Focus on helping the person you love.
They’re still the same person, you just have a diagnosis that will aid you and others, to help them.
Helping the person you love find the skills and resources is taxing enough without adding fuss.
It’s also important to remember Autism isn’t a straight road, there are many, many twists and turns, ups and downs.
“It does not matter how slowly you go as long as you do not stop.” ~Confusius
My son has Asperger’s and several medical conditions, but is doing better than anyone would have predicted.
Yet when a setback comes along, a medical procedure; other anxiety-provoking situations, people, challenges; illness, or something that is overwhelming I have to remember, it may seem like one step forward, two back, but he still took that one step forward.
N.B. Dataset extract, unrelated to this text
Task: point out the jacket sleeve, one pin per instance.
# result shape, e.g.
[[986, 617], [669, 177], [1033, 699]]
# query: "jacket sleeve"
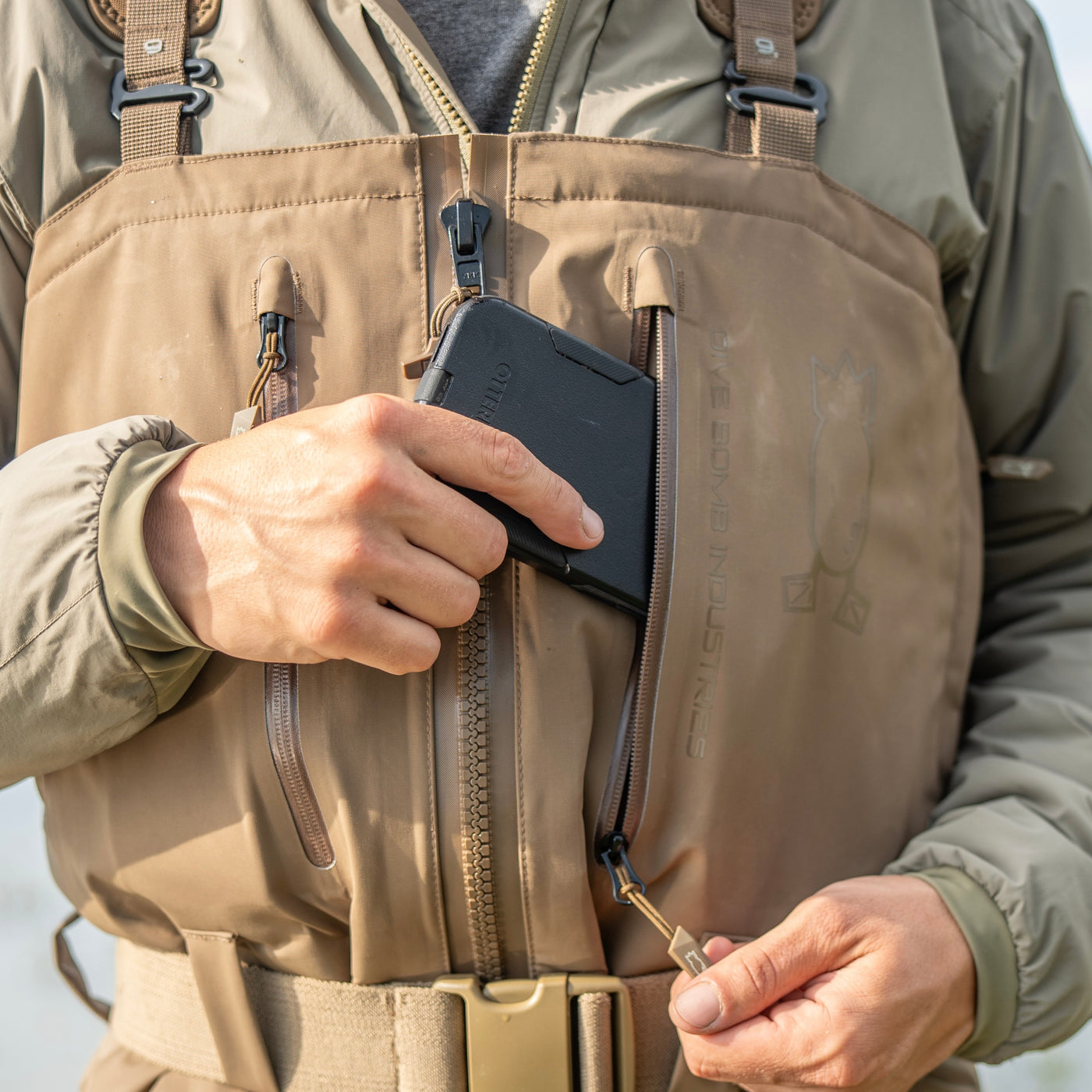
[[1018, 816], [70, 686]]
But it’s still been a long few days.
“Courage doesn’t always roar. Sometimes courage is the quiet voice at the end of the day saying, ‘I will try again tomorrow.’” ~Mary Anne Radmacher
1. April is Autism Awareness Month.
2. April 2nd is World Autism Awareness Day.
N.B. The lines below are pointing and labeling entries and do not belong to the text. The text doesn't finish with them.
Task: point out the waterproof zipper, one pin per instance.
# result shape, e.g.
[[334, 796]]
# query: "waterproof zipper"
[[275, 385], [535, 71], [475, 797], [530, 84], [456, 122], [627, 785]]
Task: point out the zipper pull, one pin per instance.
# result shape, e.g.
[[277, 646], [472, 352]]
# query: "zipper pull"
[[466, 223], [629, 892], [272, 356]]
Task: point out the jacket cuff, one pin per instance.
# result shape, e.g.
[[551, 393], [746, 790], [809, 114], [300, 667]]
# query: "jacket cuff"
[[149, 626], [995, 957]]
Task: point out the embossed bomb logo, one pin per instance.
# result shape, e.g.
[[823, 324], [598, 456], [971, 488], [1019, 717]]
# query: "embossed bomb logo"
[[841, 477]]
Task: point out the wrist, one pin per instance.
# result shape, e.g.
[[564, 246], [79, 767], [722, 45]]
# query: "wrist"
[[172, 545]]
3. Today and all through April there will be more talk, more posts, more ads, more stuff sold, more people arguing about what caused Autism and still the numbers of children with Autism will rise.
4. For me everyday is Autism day. My son is brilliant, funny, clever, handsome, and amazing; he also happens to have Autism.
5. Children are being diagnosed with Autism in record numbers. Businesses, charities, celebrities, etc. are making record profits off the fears and vulnerabilities of parents.
6. Governments may say they’re aware and are doing a lot, but in truth, they just aren’t doing nearly enough.
7. Some parents hold mock funerals when their child is diagnosed with Autism. Is it just me or is that super creepy?
8. There are open doubters, closet doubters, haters, blamers, whiners, name-callers, bullies, accusers…the list goes on. None of that makes my child better.
9. The many voices for Autism, from whispers of hope to screams of anger to cries of despair can be heard throughout the world, not just today, but everyday.
10. There are plenty of theories and things people blame for Autism, yet to date, no single cause has been proven.
11. My child has Asperger’s Syndrome, he’s on the Autism Spectrum. He doesn’t need saving. He needs to be happy. Live up to his amazing potential. In that way, he’s the same as every other child.
12. Finding out my son had Autism didn’t change anything, I loved him just as much as ever.
13. Some people see my son as someone to be pitied, or mocked, or bullied, or judged, or labelled, or ignored. If some people took off their intolerance goggles they’d see who people really are.
14. Autism used to terrify me, now I see that’s it’s different, not bad or scary or less, just different. Who ever said different was awful? Neurodiversity Now!!!
15. When something or someone is hurting our children we could easily be angry, sad, frustrated, depressed, look for reasons, excuses or someone to blame. Instead we need to focus on helping our children and finding the real cause.
So on this day and others, remember, Autism is just a word, the real story is in each child and who they really are.